2.  Let the dough rise: Using an oiled spatula or dough scraper, scrape the dough into a 1-1/2 quart bowl, lightlygreased with cooking spray or oil.  The dough will look like melted mozzarella.  Lightly spray or oil the top of the dough.  Cover the container with a lid or plastic wrap.  With a piece of tape, mark the side of the container at approximately where doubled the height of the dough would be.  Allow the dough to rise at about 80F for about 4 hours or until it has at least doubled.
3. Shape the dough and let it rise: Coat the sheet pan with a heaping tablespoon of the olive il.  Pour the dough onto it - it will be thin enough to pour but very stretchy.  Coat your hands with a little of the remaining olive oil and spread the dough as thin as possible without tearing it.
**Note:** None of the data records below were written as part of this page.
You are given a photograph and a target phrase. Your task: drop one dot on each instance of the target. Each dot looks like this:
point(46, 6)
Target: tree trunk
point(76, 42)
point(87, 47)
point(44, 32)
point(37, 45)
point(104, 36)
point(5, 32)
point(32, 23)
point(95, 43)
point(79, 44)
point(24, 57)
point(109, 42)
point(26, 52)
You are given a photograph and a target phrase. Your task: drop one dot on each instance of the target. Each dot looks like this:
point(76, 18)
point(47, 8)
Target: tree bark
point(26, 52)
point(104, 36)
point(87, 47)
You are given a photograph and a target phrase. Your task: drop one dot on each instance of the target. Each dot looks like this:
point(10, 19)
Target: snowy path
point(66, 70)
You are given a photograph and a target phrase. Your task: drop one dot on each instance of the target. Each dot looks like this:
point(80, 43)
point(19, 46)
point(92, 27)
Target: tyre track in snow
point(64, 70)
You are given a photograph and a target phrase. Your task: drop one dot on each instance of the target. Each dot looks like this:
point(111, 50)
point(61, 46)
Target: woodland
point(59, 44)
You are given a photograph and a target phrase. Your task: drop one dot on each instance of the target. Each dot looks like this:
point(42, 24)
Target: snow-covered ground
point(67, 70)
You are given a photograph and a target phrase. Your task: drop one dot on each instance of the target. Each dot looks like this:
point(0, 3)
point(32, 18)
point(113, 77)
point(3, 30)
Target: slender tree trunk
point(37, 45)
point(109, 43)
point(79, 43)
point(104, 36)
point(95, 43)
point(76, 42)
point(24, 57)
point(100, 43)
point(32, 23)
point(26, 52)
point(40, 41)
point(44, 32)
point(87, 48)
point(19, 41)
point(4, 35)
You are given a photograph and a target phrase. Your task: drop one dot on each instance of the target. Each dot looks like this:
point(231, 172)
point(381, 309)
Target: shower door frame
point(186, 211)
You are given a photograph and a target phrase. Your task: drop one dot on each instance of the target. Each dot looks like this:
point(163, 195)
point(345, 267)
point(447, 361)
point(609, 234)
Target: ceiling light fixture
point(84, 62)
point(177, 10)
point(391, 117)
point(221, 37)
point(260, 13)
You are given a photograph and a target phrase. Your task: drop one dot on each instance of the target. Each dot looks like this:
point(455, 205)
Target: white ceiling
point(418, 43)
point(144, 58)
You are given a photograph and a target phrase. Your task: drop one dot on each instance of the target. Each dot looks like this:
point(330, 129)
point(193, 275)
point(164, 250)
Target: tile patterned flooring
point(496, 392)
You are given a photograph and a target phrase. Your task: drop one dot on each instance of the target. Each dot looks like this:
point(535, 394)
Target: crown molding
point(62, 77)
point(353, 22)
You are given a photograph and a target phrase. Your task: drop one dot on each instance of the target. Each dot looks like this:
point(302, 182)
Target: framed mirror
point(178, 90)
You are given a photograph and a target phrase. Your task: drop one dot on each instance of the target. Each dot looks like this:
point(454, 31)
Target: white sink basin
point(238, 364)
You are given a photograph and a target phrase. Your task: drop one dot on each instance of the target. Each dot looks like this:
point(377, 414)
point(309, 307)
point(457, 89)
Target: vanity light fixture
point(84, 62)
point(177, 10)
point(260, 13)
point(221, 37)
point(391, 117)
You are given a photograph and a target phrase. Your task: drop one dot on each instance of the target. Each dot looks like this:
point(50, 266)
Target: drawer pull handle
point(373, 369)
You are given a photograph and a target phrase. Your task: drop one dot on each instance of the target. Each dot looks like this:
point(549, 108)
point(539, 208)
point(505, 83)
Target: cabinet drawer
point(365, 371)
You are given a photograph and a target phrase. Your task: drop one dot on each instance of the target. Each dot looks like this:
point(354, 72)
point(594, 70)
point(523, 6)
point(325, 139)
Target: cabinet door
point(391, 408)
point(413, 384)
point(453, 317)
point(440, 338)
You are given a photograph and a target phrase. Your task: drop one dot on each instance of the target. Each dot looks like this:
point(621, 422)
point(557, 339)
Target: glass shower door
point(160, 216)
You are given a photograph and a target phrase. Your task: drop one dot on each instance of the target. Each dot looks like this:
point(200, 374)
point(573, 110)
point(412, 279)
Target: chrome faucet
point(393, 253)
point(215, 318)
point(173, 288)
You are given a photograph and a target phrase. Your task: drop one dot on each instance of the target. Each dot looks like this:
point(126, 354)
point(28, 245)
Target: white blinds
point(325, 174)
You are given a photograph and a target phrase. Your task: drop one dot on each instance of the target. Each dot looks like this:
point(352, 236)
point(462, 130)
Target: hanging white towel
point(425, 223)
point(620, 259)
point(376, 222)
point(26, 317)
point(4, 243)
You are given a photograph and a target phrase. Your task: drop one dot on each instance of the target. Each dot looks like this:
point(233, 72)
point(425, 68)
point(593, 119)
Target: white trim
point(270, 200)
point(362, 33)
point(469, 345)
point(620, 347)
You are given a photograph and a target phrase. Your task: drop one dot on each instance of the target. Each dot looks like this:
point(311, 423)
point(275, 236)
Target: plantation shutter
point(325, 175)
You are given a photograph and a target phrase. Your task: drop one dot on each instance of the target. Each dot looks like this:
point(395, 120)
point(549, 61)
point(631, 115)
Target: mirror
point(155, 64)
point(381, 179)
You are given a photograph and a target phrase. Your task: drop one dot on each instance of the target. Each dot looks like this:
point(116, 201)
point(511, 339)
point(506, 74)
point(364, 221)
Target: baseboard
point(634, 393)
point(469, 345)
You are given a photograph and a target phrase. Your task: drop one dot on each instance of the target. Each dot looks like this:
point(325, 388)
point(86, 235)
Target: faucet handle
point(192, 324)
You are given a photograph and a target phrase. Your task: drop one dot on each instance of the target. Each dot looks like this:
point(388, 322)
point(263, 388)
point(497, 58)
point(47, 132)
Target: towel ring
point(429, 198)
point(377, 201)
Let it relax for 10 minutes, then spread it to almost fill the entire sheet, trying to maintain the bubbles in the dough.  If the dough is still very elastic and resists stretching, allow it to rest for anouth 10 minutes.  Cover the pan with a large plastic box or greased plastic wrap and allow to rise until one and a half times it original volume, about 1 hour.
4.  Preheat the oven:  Preheat the oven to 475F for 1 hour before baking.  Have an oven shelf at the lowest level and place a baking stone or baking sheet on it before preheating.
5.  Sprinkle on the toppings and bake the focaccia: Uncover  the dough and drizle the remaining olive oil evenly over it.  Sprinkle evenly with the rosemary.  Scatter the garlic by tucking it into the dough.  Sprinkle with salt.  Place the pan directly on the hot stone or hot baking sheet and bake for 12 to 14 minutes or until the top is golden.  Remove from the oven and drizzle with extra olive oil, if desired.